Vincent Thommeret, fraîchement nommé directeur Yamaha France, l’a pris en chasse depuis quelques rues déjà. Sans un mot, il tend sa carte au jeune homme livide, et repart à fond de 3ème dans la nuit. A partir de là, tout s’enchaîne encore plus vite qu’une série de feux rouges un soir de 14 juillet. Essais, apprentissage accéléré, qualifications. Deux mois plus tard, Hugo plaque définitivement son Peugeot Ludix débridé pour un prototype de 1100 cm3. Botte secrète de Vincent Thommeret pour la saison à venir, celui-ci couve jalousement son poulain. « Il a un style bien à lui, tout en prise de risques complètement irresponsables. Du coup les autres coureurs préfèrent le laisser passer », confie-t-il. « Ses années Sushi Shop ont constitué une formation inestimable ».

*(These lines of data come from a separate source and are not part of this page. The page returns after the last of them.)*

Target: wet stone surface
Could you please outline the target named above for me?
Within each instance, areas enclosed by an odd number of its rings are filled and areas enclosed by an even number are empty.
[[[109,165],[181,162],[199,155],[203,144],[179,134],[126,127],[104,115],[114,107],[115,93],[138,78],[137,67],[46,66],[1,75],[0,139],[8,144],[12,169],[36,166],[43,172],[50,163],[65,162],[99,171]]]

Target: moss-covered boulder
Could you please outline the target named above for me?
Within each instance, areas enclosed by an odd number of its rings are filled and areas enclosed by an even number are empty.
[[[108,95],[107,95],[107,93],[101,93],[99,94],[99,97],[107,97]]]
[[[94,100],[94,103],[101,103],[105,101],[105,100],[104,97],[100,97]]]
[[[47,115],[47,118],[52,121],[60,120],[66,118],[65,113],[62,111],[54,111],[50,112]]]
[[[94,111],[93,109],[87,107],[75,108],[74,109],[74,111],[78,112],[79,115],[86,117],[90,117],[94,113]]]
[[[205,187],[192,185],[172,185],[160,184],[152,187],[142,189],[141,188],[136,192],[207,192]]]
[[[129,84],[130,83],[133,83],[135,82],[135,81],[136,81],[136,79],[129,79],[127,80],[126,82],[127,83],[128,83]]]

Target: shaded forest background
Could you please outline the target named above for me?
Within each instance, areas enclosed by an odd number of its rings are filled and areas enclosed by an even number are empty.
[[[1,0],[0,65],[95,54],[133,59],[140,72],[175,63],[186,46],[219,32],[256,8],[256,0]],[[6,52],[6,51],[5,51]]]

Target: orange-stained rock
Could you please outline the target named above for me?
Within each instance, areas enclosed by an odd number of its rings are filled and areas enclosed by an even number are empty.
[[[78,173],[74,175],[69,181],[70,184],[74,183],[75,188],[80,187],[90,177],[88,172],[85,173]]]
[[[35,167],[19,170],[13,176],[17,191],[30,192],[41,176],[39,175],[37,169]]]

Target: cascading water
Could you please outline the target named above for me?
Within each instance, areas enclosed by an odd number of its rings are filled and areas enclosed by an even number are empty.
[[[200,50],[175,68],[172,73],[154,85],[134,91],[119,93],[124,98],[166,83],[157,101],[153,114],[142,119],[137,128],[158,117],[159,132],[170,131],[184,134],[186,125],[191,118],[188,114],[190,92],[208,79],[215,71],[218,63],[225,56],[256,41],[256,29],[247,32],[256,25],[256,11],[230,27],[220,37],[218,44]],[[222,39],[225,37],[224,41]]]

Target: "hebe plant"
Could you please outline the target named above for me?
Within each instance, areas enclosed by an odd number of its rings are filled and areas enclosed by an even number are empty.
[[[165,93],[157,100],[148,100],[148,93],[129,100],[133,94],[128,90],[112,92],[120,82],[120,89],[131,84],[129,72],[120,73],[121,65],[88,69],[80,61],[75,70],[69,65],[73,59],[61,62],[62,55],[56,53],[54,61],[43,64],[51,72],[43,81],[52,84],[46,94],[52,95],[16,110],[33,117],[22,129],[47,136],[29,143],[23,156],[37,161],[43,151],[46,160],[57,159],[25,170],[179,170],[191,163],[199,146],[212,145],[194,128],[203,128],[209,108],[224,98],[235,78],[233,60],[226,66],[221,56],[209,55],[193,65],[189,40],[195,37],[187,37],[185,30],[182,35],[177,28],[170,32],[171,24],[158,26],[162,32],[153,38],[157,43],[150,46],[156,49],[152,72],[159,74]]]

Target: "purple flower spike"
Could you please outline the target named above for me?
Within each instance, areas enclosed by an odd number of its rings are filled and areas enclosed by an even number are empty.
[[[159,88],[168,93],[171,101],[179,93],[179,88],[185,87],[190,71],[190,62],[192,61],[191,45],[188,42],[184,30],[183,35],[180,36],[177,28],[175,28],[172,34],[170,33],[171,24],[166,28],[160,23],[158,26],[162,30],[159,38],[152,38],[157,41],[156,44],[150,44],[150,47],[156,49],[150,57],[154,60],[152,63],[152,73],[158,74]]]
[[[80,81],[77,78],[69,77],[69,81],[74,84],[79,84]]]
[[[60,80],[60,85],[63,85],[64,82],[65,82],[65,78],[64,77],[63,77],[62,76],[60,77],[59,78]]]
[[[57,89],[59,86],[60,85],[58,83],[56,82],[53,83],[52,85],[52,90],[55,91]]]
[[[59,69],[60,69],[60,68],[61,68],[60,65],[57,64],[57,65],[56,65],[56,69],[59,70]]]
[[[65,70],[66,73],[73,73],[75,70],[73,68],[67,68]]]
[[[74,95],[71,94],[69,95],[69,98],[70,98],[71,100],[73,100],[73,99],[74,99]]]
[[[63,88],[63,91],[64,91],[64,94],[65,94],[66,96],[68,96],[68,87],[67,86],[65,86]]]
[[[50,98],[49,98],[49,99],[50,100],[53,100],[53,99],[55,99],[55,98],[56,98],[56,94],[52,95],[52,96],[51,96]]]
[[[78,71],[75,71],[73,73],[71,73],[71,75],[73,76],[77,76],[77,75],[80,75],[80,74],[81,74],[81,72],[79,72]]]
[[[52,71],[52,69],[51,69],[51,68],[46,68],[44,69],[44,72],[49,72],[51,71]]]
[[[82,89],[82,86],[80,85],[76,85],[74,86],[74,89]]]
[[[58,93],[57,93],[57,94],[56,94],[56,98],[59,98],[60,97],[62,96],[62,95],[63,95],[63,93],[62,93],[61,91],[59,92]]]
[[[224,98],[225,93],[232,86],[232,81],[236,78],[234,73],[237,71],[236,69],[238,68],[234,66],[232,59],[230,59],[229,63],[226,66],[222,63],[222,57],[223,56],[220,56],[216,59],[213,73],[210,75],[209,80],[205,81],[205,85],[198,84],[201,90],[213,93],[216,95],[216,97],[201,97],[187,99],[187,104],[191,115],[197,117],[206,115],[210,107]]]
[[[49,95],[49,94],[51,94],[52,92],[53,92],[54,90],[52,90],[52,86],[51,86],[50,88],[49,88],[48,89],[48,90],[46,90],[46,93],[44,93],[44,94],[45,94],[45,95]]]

Pas de permis de conduire, uniquement un BSR acheté à la sauvette en 2007
14 courses plus tard, le team Yamaha France caracole en tête du GP 2015. Surnommé « le kamikaze » en référence à son CV, Da Costa s’est rapidement imposé comme une pièce maîtresse de l’écurie – en dépit des réticences de la Fédération quant au fait qu’il ne possède pas de permis de conduire, seulement un BSR acheté Porte de Clignancourt en 2007.
Malgré les succès, le futur champion n’oublie pas ses origines. Avant la fin d’une carrière qu’il craint courte, il aimerait même combiner les deux mondes en créant une entreprise de coursiers en Ducati de 190 chevaux.
Et quand on lui rappelle que la vitesse est limitée à 50km/h en ville, il se contente d’hausser les épaules en souriant d’un air gourmand.